Wednesday, July 27, 2016

The Brief Wondrous Life of Oscar Wao - book review

When I originally decided to challenge myself to read all the Pulitzer Prize winners in fiction, I honestly didn't realize how challenging it would be at times! As I mentioned in my review of The Color Purple, many of the books are "downers." Often this is because the stories involve deep issues that are not easily resolved and tend to have unsatisfactory endings.

I found this to be true once again as I read the 2008 winner, The Brief Wondrous Life of Oscar Wao, by Junot Diaz. In all honesty, I almost quit reading this book several times because it contains so much vulgar language and explicit sexual references. The book is in English, however Spanish words and phrases are abundantly scattered throughout. (I began initially looking up the meaning of those words and phrases, however so many of them were also vulgar or inappropriate that I simply stopped and used the surrounding context to guess at their meaning.)

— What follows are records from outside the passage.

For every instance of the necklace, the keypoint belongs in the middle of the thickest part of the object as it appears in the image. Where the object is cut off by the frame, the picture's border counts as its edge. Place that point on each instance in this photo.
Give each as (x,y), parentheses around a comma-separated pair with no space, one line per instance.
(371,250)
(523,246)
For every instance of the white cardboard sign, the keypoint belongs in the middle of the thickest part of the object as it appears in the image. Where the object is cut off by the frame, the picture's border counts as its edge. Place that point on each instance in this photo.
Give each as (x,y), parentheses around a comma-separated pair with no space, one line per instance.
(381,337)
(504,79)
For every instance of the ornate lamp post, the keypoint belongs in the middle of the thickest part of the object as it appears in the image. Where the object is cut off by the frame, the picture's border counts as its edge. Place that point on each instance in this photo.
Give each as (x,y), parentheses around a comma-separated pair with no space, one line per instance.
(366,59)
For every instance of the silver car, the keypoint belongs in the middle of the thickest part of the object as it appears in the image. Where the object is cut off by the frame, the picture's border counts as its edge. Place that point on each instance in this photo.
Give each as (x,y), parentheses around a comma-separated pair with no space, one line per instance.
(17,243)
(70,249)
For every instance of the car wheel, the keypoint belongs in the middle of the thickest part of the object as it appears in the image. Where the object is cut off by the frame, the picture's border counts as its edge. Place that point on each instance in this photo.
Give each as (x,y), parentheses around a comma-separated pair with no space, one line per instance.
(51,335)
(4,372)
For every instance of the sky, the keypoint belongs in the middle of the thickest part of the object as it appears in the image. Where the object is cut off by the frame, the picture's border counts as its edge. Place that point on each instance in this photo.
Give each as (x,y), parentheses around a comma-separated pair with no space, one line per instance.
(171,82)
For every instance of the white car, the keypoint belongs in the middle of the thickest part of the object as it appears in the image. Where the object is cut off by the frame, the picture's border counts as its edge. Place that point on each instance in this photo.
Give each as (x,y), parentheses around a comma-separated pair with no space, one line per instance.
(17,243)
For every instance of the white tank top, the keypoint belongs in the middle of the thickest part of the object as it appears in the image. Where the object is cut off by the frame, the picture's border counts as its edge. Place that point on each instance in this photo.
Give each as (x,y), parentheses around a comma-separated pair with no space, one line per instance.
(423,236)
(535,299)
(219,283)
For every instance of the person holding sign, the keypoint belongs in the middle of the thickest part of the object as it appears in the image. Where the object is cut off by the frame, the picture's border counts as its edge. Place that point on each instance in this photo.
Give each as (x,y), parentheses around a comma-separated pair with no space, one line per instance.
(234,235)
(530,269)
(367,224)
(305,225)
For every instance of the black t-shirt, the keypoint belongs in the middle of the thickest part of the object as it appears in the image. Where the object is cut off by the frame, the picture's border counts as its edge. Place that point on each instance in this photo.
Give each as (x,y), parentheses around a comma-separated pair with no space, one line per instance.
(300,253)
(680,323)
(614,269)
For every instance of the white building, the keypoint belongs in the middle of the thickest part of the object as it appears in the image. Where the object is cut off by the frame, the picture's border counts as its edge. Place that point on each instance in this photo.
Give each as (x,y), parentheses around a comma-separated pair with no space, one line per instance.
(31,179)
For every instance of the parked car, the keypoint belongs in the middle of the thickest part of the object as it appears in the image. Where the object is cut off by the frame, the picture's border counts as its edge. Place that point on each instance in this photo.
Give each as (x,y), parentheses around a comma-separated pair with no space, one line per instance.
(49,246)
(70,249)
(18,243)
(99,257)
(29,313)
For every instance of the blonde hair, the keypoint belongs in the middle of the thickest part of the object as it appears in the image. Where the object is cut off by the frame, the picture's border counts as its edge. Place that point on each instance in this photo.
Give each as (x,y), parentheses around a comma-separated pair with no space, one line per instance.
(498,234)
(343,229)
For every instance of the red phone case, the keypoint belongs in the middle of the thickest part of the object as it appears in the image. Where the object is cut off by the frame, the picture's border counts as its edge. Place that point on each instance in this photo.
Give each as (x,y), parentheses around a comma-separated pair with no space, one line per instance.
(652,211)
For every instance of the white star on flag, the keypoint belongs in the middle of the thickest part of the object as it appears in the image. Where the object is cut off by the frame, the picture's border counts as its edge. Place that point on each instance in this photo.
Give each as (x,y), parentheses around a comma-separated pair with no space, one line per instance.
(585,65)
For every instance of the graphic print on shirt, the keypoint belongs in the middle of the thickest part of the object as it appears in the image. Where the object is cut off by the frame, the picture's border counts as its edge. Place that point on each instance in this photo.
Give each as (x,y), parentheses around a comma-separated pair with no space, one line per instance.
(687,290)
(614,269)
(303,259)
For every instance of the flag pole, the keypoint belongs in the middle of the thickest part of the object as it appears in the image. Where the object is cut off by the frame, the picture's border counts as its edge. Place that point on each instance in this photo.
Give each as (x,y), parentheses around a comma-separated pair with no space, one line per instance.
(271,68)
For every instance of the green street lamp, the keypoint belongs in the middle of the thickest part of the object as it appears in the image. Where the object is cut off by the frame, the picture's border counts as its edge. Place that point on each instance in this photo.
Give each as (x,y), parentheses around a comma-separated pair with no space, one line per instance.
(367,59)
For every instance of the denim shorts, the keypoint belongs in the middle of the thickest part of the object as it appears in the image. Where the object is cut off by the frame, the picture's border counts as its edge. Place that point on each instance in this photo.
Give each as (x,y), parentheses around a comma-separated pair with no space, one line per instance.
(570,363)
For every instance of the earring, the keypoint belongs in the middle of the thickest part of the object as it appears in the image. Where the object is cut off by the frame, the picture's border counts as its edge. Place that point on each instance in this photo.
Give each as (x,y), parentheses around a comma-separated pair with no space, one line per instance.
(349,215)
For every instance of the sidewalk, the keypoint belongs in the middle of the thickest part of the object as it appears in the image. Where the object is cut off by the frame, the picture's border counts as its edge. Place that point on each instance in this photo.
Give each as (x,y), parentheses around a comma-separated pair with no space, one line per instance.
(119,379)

Here's a synopsis from the book cover: Oscar is a sweet but disastrously overweight ghetto nerd, a New Jersey romantic who dreams of becoming the Dominican J.R.R. Tolkien and, most of all, of finding love. But Oscar may never get what he wants. Blame the fuku' - a curse that has haunted Oscar's family for generations, following them on their epic journey from the Dominican Republic to the United States and back again.
Basically, Oscar is an overweight, unpopular, nerd/geek who is desperate to lose his virginity. The story is narrated by Yunior as he recounts Oscar's life as well as the history of Oscar's mother, sister, and grandparents. All these stories are interspersed throughout Oscar's story, so the timeline jumps around a good bit. There really isn't anything "wondrous" about Oscar's life, unless flirting with danger in a way that eventually results in getting yourself killed is considered "wondrous."

The book also contains a good bit of history about the Dominican Republic and the 31-year regime of the dictator Trujillo. Much of this information is added in the form of footnotes, which is unusual in a fiction book and made it even more tedious to read.

Have you read this book? Please share your thoughts in the comments.


  1. I've never read it, but have heard lots of good things about it. You share an alternate view to keep in mind.

  2. It sounds like one I would pass on. I limit the number of "downer" books I read by choosing very carefully - this doesn't appeal to me.

  3. Always good to get a perspective other than the received wisdom of the critics. You always write thoughtfully, and I admire your persistence in keeping going with your chosen goal!